ACT isn’t the monstrous hellscape everyone says it is around here. It has its flaws, but overall I’m very content.
 
  • Like
Reactions: 1 users
I will say, though, that it was a huge wake up call for me to start supervising. Our CRNAs are fairly independent and didn’t respond well to micro-managing like give this much fluid give that much neostigmine. A few pulled me aside and talked to me about it, and their concerns were fair so instead I keep the discussions big picture unless the management gets dangerous.
 
I will say, though, that it was a huge wake up call for me to start supervising. Our CRNAs are fairly independent and didn’t respond well to micro-managing like give this much fluid give that much neostigmine. A few pulled me aside and talked to me about it, and their concerns were fair so instead I keep the discussions big picture unless the management gets dangerous.
Sad that this occurs. I have NEVER had a CRNA "pull me aside" but then again I never worked in an environment that would tolerate that.
 
I will say, though, that it was a huge wake up call for me to start supervising.

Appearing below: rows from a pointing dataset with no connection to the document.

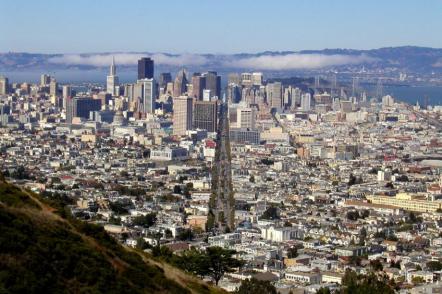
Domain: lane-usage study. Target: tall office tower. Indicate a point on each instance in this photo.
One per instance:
(104, 97)
(198, 85)
(334, 82)
(234, 78)
(207, 95)
(296, 96)
(274, 95)
(355, 87)
(112, 80)
(182, 115)
(233, 93)
(306, 101)
(145, 90)
(4, 85)
(205, 114)
(246, 79)
(145, 68)
(45, 80)
(81, 107)
(129, 92)
(387, 101)
(317, 81)
(213, 83)
(165, 78)
(246, 117)
(67, 93)
(288, 99)
(257, 78)
(180, 84)
(379, 89)
(53, 87)
(221, 216)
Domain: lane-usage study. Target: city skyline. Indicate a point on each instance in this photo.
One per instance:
(300, 25)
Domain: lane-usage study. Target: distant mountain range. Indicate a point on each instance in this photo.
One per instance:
(408, 59)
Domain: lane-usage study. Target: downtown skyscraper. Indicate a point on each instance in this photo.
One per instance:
(112, 79)
(145, 68)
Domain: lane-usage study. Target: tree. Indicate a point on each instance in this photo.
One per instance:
(146, 221)
(434, 265)
(254, 286)
(185, 235)
(417, 280)
(352, 283)
(352, 215)
(362, 236)
(292, 252)
(192, 261)
(376, 265)
(323, 290)
(270, 213)
(220, 261)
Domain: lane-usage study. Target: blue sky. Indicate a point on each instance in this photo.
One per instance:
(221, 26)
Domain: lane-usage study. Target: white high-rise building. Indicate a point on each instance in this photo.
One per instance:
(67, 93)
(182, 115)
(387, 101)
(207, 95)
(245, 117)
(257, 78)
(274, 95)
(112, 79)
(145, 90)
(306, 100)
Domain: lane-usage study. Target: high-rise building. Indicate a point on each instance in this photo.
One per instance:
(233, 93)
(274, 95)
(246, 79)
(234, 78)
(207, 94)
(387, 101)
(45, 80)
(165, 78)
(145, 68)
(306, 101)
(146, 91)
(53, 87)
(67, 93)
(81, 107)
(257, 78)
(112, 80)
(182, 115)
(205, 115)
(246, 117)
(4, 88)
(198, 85)
(213, 83)
(180, 84)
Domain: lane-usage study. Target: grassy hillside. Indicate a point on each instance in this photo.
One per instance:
(43, 252)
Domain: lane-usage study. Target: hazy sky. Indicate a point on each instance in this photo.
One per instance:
(221, 26)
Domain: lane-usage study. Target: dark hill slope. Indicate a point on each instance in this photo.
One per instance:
(42, 252)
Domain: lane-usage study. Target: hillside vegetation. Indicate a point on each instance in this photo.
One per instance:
(42, 250)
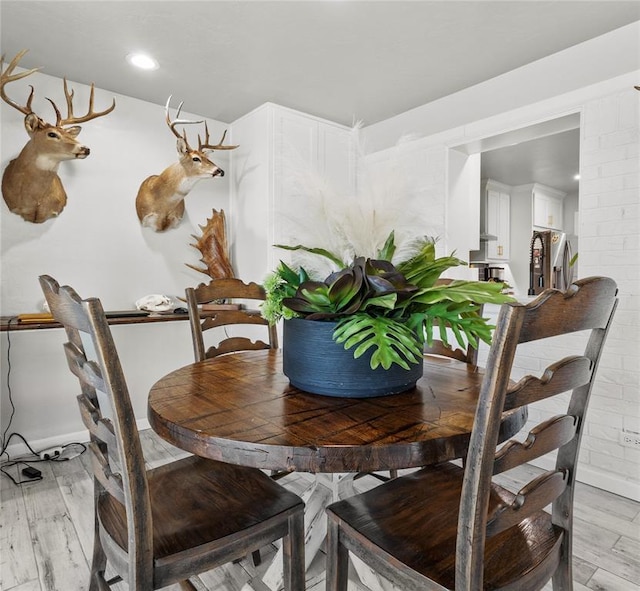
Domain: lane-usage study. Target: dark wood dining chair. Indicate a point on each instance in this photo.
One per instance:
(448, 527)
(224, 290)
(159, 527)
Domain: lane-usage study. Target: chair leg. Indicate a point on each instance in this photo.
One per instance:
(563, 577)
(98, 561)
(337, 559)
(293, 554)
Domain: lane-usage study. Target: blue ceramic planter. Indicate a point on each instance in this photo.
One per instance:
(313, 362)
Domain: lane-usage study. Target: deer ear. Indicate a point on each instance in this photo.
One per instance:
(181, 146)
(73, 131)
(32, 123)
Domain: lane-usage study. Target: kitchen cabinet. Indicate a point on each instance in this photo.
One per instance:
(547, 207)
(277, 148)
(495, 219)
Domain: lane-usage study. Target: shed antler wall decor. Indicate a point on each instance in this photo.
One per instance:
(160, 200)
(31, 186)
(214, 248)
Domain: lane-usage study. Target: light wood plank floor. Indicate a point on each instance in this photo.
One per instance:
(46, 533)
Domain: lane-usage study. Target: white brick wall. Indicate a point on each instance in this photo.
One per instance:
(609, 205)
(609, 245)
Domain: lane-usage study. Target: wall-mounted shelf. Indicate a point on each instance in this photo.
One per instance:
(11, 322)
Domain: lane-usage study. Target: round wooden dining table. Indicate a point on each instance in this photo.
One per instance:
(241, 409)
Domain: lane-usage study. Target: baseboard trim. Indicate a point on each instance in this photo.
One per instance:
(18, 450)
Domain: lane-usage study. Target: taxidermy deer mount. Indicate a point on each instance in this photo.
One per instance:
(160, 200)
(31, 186)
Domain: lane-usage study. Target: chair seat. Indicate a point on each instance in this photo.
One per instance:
(215, 500)
(414, 519)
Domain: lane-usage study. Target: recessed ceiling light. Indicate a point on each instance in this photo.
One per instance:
(142, 61)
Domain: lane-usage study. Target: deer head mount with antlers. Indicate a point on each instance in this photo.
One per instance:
(31, 186)
(160, 199)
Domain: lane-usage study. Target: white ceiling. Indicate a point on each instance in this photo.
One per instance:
(346, 61)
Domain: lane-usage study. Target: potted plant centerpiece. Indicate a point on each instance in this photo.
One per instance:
(360, 331)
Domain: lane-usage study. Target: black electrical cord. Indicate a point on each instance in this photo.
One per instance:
(4, 441)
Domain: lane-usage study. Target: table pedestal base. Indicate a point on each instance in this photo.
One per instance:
(324, 490)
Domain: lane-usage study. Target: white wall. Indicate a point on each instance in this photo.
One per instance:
(609, 207)
(98, 246)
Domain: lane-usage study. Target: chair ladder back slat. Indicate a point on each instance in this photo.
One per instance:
(224, 290)
(99, 427)
(229, 288)
(236, 344)
(110, 481)
(88, 331)
(592, 312)
(542, 439)
(226, 317)
(536, 495)
(474, 499)
(562, 376)
(588, 305)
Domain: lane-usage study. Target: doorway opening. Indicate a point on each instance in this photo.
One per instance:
(539, 160)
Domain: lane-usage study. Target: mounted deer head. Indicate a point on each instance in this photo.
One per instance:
(31, 186)
(160, 200)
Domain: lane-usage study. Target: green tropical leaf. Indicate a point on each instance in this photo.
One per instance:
(392, 342)
(319, 251)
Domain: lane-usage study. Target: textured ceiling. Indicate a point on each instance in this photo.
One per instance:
(345, 61)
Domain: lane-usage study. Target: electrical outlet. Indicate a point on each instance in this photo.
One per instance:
(49, 454)
(630, 439)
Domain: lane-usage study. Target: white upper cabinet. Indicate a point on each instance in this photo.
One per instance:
(547, 207)
(495, 215)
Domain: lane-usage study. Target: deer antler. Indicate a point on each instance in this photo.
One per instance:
(208, 146)
(70, 118)
(7, 77)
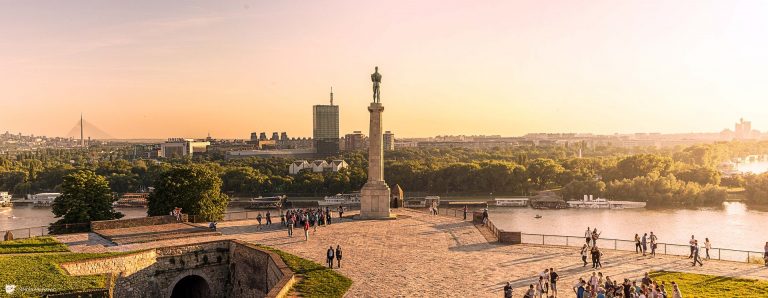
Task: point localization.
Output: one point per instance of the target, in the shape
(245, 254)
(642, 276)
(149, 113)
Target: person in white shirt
(707, 246)
(692, 243)
(594, 280)
(676, 291)
(588, 235)
(545, 276)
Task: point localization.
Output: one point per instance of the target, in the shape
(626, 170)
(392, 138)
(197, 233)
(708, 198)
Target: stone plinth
(374, 200)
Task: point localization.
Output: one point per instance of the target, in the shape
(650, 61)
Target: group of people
(590, 248)
(641, 244)
(305, 218)
(546, 286)
(330, 254)
(695, 250)
(598, 287)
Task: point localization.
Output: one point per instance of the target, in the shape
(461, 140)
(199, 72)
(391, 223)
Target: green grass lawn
(700, 285)
(37, 244)
(318, 281)
(41, 271)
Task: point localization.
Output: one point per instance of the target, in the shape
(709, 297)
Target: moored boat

Our CRNAs are fairly independent and didn’t respond well to micro-managing like give this much fluid give that much neostigmine. A few pulled me aside and talked to me about it, and their concerns were fair so instead I keep the discussions big picture unless the management gets dangerous.
Unfortunately they have trouble understanding the concept of "medical direction" (versus true "supervision" - different animal). Those 7 TEFRA rules for medical direction mean that CRNAs shouldn't do anything without our approval, so they should be micromanaged. That's impossible in the real world. But, just FYI, if anything happens, the jury will expect the anesthesiologist to have micromanaged every detail, so one will be responsible for every complication, even those happening clearly because of an independent CRNA decision.
 
  • Like
Reactions: 1 users
Sad that this occurs. I have NEVER had a CRNA "pull me aside" but then again I never worked in an environment that would tolerate that.

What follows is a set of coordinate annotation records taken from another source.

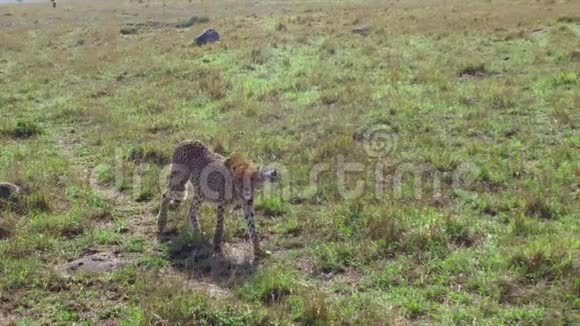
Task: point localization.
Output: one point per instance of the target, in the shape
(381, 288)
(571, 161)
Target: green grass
(476, 220)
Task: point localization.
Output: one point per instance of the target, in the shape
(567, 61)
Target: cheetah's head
(247, 178)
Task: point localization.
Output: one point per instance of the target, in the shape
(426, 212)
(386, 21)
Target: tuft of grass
(148, 154)
(271, 285)
(272, 206)
(23, 130)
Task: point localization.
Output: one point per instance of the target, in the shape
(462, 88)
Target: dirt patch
(146, 27)
(474, 72)
(102, 262)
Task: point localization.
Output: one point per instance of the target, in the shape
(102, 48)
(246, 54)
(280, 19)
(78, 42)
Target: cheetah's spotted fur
(214, 179)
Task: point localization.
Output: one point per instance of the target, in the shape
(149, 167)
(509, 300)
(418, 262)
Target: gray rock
(362, 31)
(208, 36)
(102, 262)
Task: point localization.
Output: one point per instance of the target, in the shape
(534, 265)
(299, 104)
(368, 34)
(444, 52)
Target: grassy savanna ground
(493, 86)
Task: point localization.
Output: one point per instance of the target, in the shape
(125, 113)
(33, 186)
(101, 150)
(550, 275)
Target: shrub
(23, 129)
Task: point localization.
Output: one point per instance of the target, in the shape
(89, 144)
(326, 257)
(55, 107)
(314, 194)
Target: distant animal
(8, 191)
(208, 36)
(224, 181)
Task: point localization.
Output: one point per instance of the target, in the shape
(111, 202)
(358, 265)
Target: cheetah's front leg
(219, 229)
(193, 215)
(162, 216)
(249, 216)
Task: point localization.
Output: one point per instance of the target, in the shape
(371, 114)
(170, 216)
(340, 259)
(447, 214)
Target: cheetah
(216, 179)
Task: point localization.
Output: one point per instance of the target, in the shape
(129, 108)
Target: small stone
(208, 36)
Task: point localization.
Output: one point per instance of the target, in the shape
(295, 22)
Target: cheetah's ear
(271, 175)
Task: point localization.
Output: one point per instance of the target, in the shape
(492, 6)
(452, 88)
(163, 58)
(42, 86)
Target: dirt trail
(213, 276)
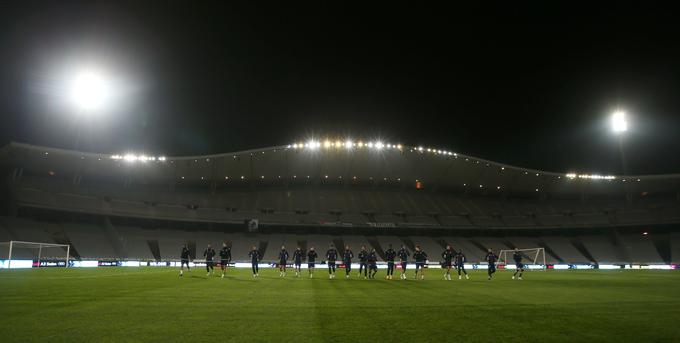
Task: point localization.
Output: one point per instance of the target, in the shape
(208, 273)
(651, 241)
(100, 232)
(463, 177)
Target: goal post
(35, 251)
(532, 256)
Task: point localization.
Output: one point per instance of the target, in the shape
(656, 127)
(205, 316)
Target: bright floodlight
(89, 90)
(619, 123)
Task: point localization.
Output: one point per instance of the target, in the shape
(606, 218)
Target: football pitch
(154, 304)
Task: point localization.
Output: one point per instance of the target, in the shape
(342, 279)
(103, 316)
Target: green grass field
(153, 304)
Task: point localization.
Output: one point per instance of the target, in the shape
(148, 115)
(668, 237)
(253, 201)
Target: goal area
(19, 254)
(532, 258)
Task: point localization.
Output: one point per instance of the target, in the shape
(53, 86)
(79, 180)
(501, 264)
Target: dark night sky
(526, 85)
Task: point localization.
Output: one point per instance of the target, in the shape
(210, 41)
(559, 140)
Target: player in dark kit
(390, 255)
(254, 255)
(460, 264)
(347, 257)
(283, 260)
(209, 253)
(403, 257)
(447, 257)
(185, 255)
(491, 258)
(297, 260)
(421, 260)
(363, 261)
(225, 257)
(311, 259)
(331, 257)
(372, 264)
(517, 256)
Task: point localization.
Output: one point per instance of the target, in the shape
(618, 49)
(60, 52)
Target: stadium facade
(343, 192)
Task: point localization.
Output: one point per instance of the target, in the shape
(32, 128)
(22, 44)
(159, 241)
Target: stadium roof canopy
(343, 164)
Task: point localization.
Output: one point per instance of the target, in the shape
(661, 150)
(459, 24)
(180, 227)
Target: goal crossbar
(536, 256)
(14, 244)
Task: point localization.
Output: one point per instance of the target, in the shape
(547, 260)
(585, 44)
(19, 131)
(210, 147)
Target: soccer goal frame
(536, 256)
(13, 245)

I think you misunderstand. We had a discussion about how to better supervise and be a more effective leader. This was had in conjunction with other partners as well. It was a positive, productive conversation.

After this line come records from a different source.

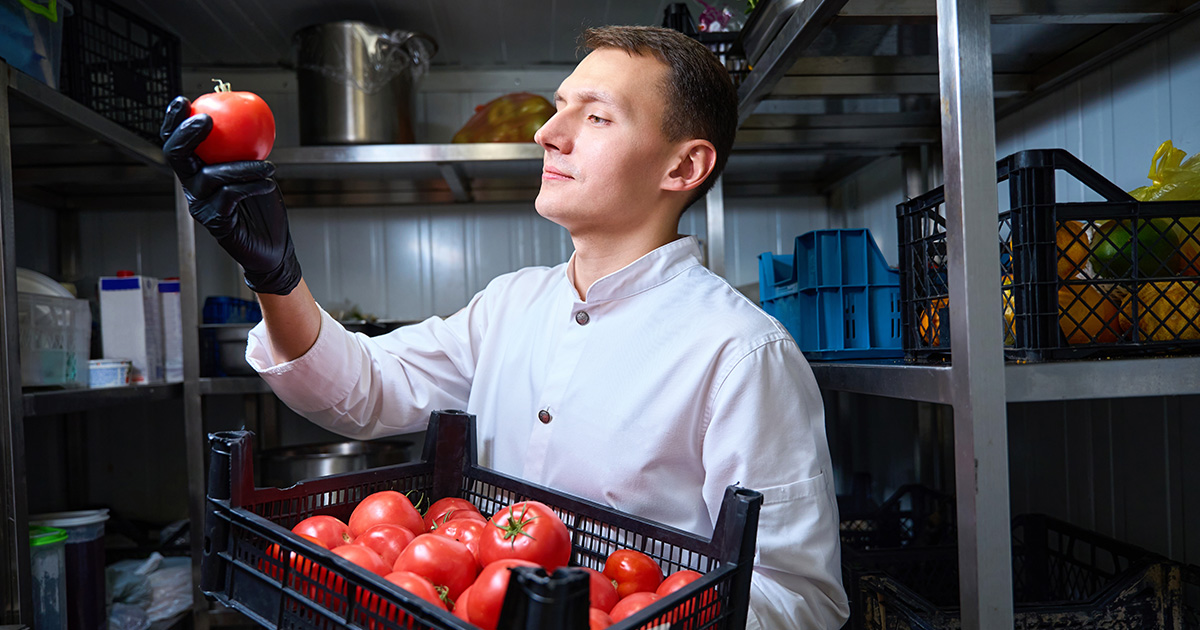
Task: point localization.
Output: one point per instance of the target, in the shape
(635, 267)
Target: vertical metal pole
(981, 432)
(193, 412)
(714, 216)
(16, 586)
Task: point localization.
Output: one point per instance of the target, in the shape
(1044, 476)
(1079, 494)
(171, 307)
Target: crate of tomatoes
(447, 544)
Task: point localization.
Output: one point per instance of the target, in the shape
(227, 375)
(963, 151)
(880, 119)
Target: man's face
(606, 154)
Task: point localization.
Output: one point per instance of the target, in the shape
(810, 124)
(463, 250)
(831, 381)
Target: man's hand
(237, 202)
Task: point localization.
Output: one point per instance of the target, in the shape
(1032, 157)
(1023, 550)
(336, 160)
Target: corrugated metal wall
(1119, 467)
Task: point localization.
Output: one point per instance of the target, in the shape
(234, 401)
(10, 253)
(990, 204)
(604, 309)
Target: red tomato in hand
(466, 531)
(604, 592)
(598, 619)
(243, 126)
(634, 603)
(385, 539)
(448, 509)
(330, 531)
(418, 586)
(487, 592)
(385, 507)
(443, 561)
(528, 531)
(364, 557)
(634, 573)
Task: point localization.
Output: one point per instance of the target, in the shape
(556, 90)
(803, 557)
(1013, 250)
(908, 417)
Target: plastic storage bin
(835, 294)
(47, 562)
(31, 36)
(1063, 577)
(121, 66)
(244, 521)
(55, 340)
(1097, 279)
(84, 555)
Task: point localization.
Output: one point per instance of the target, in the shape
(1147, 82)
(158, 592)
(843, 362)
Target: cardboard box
(131, 324)
(172, 330)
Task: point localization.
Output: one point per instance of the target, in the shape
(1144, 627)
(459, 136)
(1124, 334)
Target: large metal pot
(285, 467)
(357, 81)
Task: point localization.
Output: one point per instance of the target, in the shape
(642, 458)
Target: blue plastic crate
(835, 294)
(223, 310)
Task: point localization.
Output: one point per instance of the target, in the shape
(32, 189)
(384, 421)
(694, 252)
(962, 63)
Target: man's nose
(550, 136)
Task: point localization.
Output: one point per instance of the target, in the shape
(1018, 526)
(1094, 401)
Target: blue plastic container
(835, 294)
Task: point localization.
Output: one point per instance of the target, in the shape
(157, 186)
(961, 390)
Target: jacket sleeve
(766, 432)
(365, 388)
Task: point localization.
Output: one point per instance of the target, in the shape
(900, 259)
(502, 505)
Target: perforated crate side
(244, 522)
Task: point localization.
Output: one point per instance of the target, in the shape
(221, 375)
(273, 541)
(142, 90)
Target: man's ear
(690, 166)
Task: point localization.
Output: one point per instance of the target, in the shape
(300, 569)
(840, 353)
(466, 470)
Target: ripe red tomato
(598, 619)
(243, 126)
(418, 586)
(364, 557)
(448, 509)
(634, 571)
(466, 531)
(443, 561)
(634, 603)
(528, 531)
(330, 531)
(604, 592)
(460, 605)
(385, 539)
(487, 592)
(385, 507)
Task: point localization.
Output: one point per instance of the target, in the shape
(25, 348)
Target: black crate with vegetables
(249, 534)
(1115, 277)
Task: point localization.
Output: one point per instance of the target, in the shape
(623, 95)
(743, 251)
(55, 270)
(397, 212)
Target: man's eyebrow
(592, 96)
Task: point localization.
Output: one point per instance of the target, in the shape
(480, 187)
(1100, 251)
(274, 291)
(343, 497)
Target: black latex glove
(237, 202)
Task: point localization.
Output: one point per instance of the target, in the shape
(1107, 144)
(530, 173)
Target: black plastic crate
(1063, 577)
(243, 522)
(1116, 277)
(120, 65)
(911, 537)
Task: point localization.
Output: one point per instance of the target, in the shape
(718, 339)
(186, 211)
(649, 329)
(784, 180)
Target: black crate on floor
(1115, 277)
(120, 65)
(1063, 577)
(911, 537)
(319, 589)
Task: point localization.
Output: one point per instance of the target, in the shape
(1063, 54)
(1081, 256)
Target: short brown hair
(700, 96)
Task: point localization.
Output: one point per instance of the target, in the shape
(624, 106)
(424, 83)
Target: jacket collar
(646, 273)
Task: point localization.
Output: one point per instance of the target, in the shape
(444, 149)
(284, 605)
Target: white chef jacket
(661, 389)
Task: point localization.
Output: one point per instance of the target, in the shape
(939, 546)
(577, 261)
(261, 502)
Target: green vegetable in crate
(1158, 249)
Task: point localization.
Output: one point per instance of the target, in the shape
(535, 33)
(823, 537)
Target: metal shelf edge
(895, 381)
(82, 400)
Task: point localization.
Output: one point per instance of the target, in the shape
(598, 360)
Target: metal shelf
(1062, 381)
(217, 385)
(82, 400)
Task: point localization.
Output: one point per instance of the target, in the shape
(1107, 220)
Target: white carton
(131, 324)
(172, 330)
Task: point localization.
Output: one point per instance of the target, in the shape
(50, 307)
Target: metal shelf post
(981, 432)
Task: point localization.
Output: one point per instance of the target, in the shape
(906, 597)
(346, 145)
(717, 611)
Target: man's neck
(597, 257)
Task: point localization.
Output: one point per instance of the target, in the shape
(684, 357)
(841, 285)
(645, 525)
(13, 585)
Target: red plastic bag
(510, 118)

I am still very much in charge and if I don’t like the management I’ll ask the CRNA to leave while I fix it. I’m happy with the arrangement.
 
Sad that this occurs. I have NEVER had a CRNA "pull me aside" but then again I never worked in an environment that would tolerate that.
Because your CRNAs are your employees. Rule #1 of supervision is: one should have hiring and firing power over one's underlings. Otherwise it's not true supervision. That's why physicians have been having trouble with hospital nurses and midlevels all over America.

I have worked in academia, PP, and as a hospital-employee. Even in PP, in a place where they were employed by the anesthesia group but the market favored the CRNAs, they had an independent streak, and some were even militant and arrogant. This whole BS about physician "leadership" is just another attempt to find a scapegoat. In the military, one doesn't need to prove **** to have one's orders followed by one's underlings; why is it any different in such a high acuity environment as the OR? There shouldn't be any place for debate, unless it involves patient safety.

Unfortunately, American (and, lately, millennial) dumb egalitarianism has been deeply corrupting the system for the last couple of decades, so nowadays the best way to practice medicine is not to make waves as much as possible. And THAT is my advice for new grads.
 
Last edited by a moderator:
  • Like
Reactions: 1 users
I’m not sure why I bothered to even respond to this thread, was just trying to help the OP, not argue about the ACT model which I knew would happen o_O.
 
Nobody's arguing with you.

Unfortunately, the ACT (and nurse power) model is a ship that has sailed (once the "healthcare workers" stopped being employed by the physician groups, as in the past), so new grads had better adapt fast to CRNA (and other nurse)
....so new grads had better adapt fast to CRNA (and other nurse) butt-kissing.

The wise will heed this advice; the foolish will ignore it.